E infine queste madri e padri, per evitare lo scontro con chi rinnova loro l’obbligo di essere “solo genitori” e non terapeuti, smettono di sperare nelle “soluzioni per delega” e in modo eroico e solitario, dimenticati e isolati come ciurma appestata e reietta, riprendono, privi di conoscenze specialistiche di terapia e riabilitazione, ad accudire i loro figli in quella maniera amorevole la cui forza misteriosa è la antitesi dell’autismo di stato di cui siamo testimoni e che di quella abilitazione si sarebbe dovuto occupare.

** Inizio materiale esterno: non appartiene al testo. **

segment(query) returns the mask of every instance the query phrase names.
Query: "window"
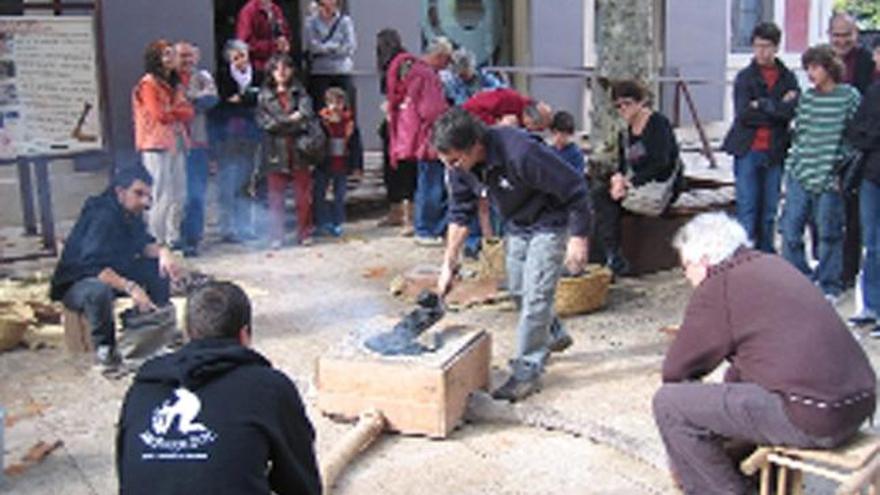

Bisogna de-istituzionalizzare l’autismo.

Bisogna farlo specialmente per quei giovani genitori che si affidano speranzosi ai Servizi, a quelli che credono per legge nelle figure professionali deputate.
Bisogna che il nuovo sociale divenga “preferenziale” e non obbligato e sappia consigliarli, formarli, ridando loro la competenza per tornare ad essere buoni ed informati genitori. Serve autorevolezza e non autorità.
Bisogna riconsegnare “ruolo abilitativo” alle famiglie, rispettare quanto di immenso potrebbero fare ed allearsi in un confronto quotidiano in parallelo, in continuità, in reciprocità.
Bisogna che l’istituzione si faccia carico realmente del problema, alleggerendosi dai fardelli, e cominci ad affrontarlo in maniera diretta, forte, imponenete con un intervento abilitativo subito. Bisogna entrare fisicamente nella scuola, nelle case, nell’intera giornata con esperti che fanno e che siano in grado di smettere di parlare. Bisogna essere esempio di un recupero non semplicemente l’altare della sua definizione.
Bisogna che sia riscritto e sia concretizzato il momento “medico” dell’autismo, oltre la diagnosi, oltre la scuola, verso la migliore normalizzazione possibile della condizione disfunzionale che il medico ha ricevuto in carico.

Bisogna battere l’autismo quando si è in tempo per un futuro non-istituzionalizzato.